2010 Collections Business Analysis
Sample accounts and
Dollars Outstanding
for Healthcare and
others with internal collections activities
By Ray E. Noftsinger, President
American Payment Technologies, Inc.
March 28, 2011
This White Paper is available at (www.justpayontheweb.com/provider
). ALL efforts in this document
focus on maximizing your collections PRIOR to sending the accounts out to any
third party agency or firm. The roll
rate percentages are for discussion only and do NOT reflect any client’s
performance. Whatever your data
produces these same concepts work for you in a similar way (just adjust the initial accounts or outstanding $ cells). The purpose of this White Paper is to
look at the
Concept and not the dollars or
percentages collected.
Secondly, let me
identify the primary credit grantor types for using this concept for maximum
benefit. This approach centers on
maintaining a customer relationship and favorable impression while collecting
and quickly moving to legal on accounts that you would not want to have as
customers anyway. It involves
developing a professional rigid collection system of policy and strategy. Finally, it involves the use of
automated low cost vendors in harmony with your internal efforts.
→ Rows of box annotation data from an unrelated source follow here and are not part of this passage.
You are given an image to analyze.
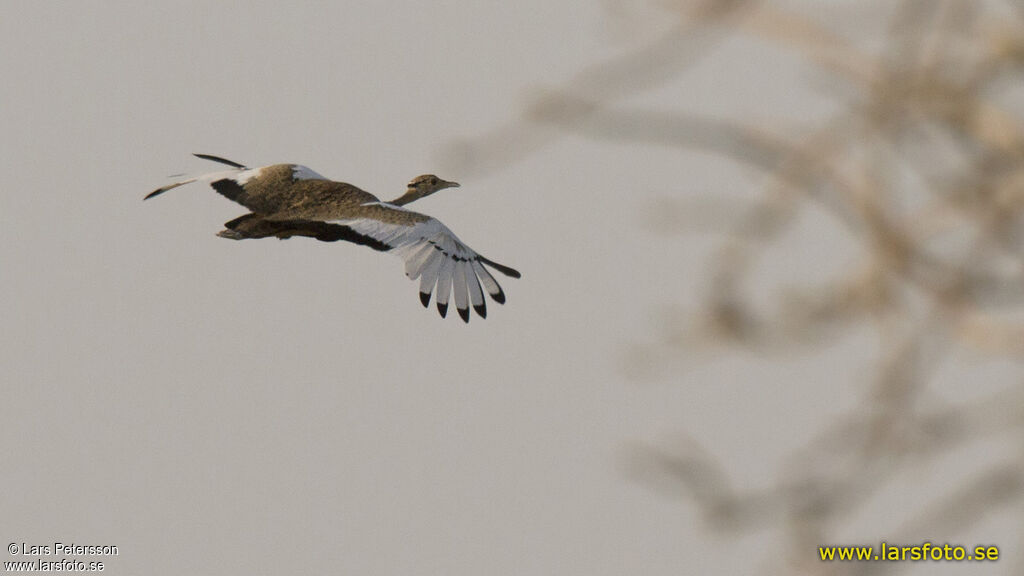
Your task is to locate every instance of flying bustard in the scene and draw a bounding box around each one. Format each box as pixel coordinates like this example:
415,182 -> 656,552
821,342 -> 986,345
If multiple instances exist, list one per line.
143,154 -> 519,322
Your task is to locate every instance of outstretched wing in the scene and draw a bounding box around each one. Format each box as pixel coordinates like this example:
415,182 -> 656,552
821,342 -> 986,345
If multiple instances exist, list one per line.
330,202 -> 520,322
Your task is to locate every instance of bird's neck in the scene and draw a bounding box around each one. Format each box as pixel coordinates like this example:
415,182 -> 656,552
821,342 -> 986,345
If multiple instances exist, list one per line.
388,189 -> 424,206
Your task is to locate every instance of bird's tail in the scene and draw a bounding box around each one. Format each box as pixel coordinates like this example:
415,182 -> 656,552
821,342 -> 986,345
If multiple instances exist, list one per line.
142,154 -> 248,200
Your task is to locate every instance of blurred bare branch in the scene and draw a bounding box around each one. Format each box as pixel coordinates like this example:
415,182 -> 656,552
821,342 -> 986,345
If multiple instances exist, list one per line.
450,0 -> 1024,574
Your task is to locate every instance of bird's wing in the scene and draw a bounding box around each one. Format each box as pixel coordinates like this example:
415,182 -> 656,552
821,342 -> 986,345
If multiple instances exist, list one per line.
328,202 -> 520,322
143,154 -> 328,213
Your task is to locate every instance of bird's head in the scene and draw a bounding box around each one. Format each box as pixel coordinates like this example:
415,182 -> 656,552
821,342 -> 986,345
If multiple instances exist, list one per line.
408,174 -> 459,193
391,174 -> 459,206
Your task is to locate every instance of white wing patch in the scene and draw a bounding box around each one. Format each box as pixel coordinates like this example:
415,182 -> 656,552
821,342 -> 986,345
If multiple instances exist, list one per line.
334,207 -> 505,322
290,164 -> 327,179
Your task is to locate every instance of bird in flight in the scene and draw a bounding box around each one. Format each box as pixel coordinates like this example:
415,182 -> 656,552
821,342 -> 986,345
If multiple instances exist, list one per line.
143,154 -> 520,322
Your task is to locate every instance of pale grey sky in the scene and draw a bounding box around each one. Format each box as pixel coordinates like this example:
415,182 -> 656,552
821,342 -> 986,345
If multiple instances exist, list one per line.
0,0 -> 1019,576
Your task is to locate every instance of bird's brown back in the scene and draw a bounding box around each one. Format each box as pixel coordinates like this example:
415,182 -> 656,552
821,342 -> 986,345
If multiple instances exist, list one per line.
230,164 -> 378,219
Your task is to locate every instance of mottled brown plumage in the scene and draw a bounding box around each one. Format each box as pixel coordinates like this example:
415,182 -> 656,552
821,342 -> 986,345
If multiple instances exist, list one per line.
145,155 -> 519,322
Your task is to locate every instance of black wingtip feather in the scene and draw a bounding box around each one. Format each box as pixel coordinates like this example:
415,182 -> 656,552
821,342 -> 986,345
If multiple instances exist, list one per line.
476,255 -> 522,278
193,153 -> 246,169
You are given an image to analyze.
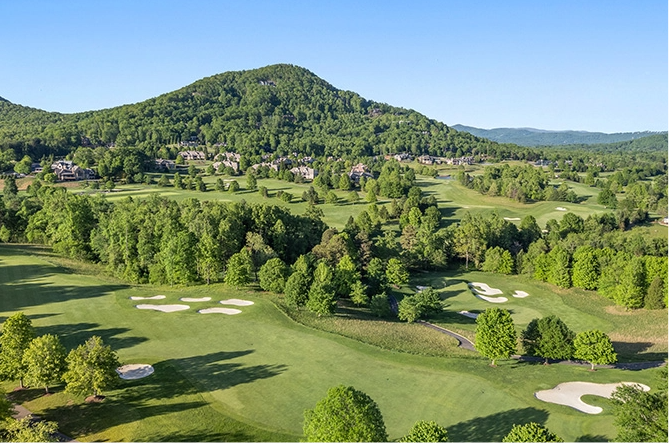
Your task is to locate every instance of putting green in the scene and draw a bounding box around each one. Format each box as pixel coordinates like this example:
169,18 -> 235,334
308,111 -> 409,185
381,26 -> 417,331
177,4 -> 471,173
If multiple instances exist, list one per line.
0,245 -> 653,443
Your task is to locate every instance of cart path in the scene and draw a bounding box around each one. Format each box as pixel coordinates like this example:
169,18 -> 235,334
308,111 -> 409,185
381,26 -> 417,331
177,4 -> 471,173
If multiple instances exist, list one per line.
12,405 -> 81,443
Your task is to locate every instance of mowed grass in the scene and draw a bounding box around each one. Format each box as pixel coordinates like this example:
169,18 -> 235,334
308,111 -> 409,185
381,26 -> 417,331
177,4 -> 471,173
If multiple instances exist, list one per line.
0,245 -> 655,443
406,271 -> 669,360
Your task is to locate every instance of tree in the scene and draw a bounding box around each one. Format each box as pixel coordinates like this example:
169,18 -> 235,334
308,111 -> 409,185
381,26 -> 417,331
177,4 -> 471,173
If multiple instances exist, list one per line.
643,275 -> 665,309
246,174 -> 258,191
350,280 -> 369,306
284,271 -> 311,307
574,329 -> 618,371
303,385 -> 388,443
614,257 -> 646,309
397,295 -> 422,323
63,335 -> 119,396
5,417 -> 60,443
0,312 -> 35,388
521,315 -> 574,363
612,367 -> 669,443
386,258 -> 409,288
258,257 -> 288,294
475,308 -> 516,366
23,334 -> 67,394
502,423 -> 564,443
224,248 -> 253,288
399,420 -> 449,443
369,292 -> 393,318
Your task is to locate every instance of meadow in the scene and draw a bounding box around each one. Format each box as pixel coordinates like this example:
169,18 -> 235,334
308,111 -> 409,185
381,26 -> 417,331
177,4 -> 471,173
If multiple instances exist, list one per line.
0,245 -> 666,443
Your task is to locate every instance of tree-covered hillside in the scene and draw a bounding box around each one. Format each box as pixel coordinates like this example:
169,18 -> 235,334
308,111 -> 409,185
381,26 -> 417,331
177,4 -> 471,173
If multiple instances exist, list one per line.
453,125 -> 657,146
0,65 -> 518,159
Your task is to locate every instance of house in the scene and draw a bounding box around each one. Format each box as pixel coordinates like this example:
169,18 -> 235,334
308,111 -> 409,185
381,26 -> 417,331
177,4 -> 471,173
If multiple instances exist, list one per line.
179,151 -> 207,160
348,163 -> 374,183
51,160 -> 95,181
290,166 -> 318,180
212,160 -> 239,172
155,158 -> 177,171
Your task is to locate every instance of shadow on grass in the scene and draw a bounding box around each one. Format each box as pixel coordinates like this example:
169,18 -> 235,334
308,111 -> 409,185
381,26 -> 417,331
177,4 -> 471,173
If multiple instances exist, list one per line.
448,408 -> 548,442
36,350 -> 285,442
574,435 -> 610,443
35,323 -> 148,351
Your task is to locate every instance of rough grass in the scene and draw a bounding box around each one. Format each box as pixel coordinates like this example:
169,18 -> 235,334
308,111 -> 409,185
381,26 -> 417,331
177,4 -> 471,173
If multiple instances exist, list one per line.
0,245 -> 655,443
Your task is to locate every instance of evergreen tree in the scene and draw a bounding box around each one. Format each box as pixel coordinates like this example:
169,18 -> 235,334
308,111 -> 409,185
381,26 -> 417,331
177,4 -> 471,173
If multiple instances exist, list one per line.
475,308 -> 516,366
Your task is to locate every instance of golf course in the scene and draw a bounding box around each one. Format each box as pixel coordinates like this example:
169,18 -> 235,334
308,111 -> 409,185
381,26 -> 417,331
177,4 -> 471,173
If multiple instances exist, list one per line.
0,245 -> 669,443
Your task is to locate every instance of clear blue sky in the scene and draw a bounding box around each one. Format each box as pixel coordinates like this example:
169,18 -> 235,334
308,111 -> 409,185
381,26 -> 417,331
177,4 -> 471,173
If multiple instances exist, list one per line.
0,0 -> 669,132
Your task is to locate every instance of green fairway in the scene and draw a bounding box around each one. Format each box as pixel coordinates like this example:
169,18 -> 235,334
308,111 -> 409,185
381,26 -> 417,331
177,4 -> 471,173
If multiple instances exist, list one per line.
0,246 -> 654,443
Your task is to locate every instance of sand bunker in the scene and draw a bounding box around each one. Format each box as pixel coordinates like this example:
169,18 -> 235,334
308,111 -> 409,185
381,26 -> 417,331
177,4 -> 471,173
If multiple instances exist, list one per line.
197,308 -> 242,315
116,363 -> 153,380
130,295 -> 165,300
220,298 -> 253,306
135,305 -> 190,312
469,283 -> 509,303
458,311 -> 479,318
469,282 -> 502,295
534,381 -> 650,414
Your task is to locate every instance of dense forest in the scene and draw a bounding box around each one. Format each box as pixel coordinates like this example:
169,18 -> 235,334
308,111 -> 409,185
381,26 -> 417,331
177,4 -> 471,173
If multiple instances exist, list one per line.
0,65 -> 518,161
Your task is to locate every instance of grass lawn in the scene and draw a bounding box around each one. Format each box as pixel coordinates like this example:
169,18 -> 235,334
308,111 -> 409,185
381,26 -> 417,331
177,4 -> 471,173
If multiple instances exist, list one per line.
0,245 -> 655,443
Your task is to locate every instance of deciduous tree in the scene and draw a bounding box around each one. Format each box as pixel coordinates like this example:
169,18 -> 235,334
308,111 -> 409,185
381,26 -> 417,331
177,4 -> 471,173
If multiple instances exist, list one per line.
475,308 -> 516,366
303,385 -> 388,443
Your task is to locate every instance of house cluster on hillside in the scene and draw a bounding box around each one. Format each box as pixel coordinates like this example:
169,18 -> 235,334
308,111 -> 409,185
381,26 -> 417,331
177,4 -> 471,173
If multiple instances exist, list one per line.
51,160 -> 95,181
179,151 -> 207,160
213,152 -> 241,172
348,163 -> 374,183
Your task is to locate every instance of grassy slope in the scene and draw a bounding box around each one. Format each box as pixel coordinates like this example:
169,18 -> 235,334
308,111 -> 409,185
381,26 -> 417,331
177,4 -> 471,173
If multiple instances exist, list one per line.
0,246 -> 653,443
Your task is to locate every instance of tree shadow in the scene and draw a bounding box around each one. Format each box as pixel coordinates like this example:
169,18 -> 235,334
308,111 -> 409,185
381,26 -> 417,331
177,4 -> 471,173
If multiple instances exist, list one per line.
574,435 -> 610,443
448,408 -> 548,442
35,323 -> 148,351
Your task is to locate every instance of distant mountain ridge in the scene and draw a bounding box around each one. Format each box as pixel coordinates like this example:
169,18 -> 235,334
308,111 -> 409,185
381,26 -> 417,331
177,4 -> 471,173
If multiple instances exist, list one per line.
451,125 -> 667,146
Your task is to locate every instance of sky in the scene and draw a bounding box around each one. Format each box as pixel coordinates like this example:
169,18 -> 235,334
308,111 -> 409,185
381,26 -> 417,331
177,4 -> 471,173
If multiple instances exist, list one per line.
0,0 -> 669,133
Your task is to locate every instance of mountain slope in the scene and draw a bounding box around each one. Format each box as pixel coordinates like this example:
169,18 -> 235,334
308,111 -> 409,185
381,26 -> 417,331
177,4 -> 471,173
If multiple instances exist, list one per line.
453,125 -> 658,146
0,65 -> 506,161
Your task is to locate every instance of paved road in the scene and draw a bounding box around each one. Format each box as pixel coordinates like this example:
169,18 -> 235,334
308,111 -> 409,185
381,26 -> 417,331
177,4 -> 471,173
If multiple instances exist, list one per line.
12,405 -> 81,443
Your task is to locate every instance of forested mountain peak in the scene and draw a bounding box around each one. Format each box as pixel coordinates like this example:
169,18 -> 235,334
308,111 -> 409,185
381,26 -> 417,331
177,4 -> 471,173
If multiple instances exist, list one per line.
0,64 -> 503,159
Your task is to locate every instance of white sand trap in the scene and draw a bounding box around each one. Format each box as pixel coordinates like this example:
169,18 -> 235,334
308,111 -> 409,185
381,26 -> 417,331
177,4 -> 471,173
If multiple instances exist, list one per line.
135,305 -> 190,312
458,311 -> 479,318
197,308 -> 242,315
130,295 -> 165,300
534,381 -> 650,414
469,282 -> 502,295
116,363 -> 153,380
220,298 -> 253,306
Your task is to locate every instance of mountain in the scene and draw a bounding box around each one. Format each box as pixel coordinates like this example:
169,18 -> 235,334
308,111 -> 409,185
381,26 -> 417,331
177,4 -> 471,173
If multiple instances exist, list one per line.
0,64 -> 517,159
453,125 -> 661,146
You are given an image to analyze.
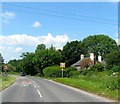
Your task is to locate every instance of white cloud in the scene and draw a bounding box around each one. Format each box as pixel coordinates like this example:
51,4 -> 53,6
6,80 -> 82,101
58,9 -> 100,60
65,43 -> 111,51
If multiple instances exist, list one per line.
15,47 -> 23,52
0,33 -> 70,48
32,21 -> 41,28
0,12 -> 15,23
0,33 -> 71,60
0,46 -> 22,62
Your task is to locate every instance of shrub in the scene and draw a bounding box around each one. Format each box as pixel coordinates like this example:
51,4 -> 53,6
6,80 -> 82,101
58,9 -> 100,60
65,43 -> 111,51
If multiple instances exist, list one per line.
64,67 -> 77,77
90,63 -> 104,72
43,66 -> 61,77
69,71 -> 80,77
110,66 -> 120,72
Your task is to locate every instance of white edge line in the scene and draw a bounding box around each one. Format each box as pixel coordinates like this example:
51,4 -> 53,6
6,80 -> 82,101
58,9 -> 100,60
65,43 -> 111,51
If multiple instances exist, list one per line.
37,90 -> 42,98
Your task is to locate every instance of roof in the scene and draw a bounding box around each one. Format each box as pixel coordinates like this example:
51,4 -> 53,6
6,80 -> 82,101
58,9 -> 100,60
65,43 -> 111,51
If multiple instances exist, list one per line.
71,57 -> 93,66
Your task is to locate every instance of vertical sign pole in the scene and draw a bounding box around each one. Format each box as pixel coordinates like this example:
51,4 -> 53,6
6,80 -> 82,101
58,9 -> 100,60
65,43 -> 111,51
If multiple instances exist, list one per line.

Examples would include all mid-sized or smaller credit grantors, credit unions,
hospitals and physicians, utilities, cable/cell phone providers, and local
governments in some cases.
Professional Collection
System
The fundamental fact is
that you should know where you stand on all unpaid accounts prior to 100 days
from the first statement sent date.
There is little to NO value in holding an account longer in hopes of collecting. Effective application of energy in
the first 100 days gains the maximum return of funds. (In hospital accounts the
first day starts when all insurance claims have been applied.)
The most efficient
organizations have both a Collection Policy and a Collection Strategy that is in
writing and understood by the appropriate persons.
Collection Policy
- When
are statements sent? What is the interval
between statements? How many statements
are sent?
- When
phone calls are made, what is the minimum account balance used?
- What
are the messages on statements and in phone calls?
- When
does the account go outside for collections?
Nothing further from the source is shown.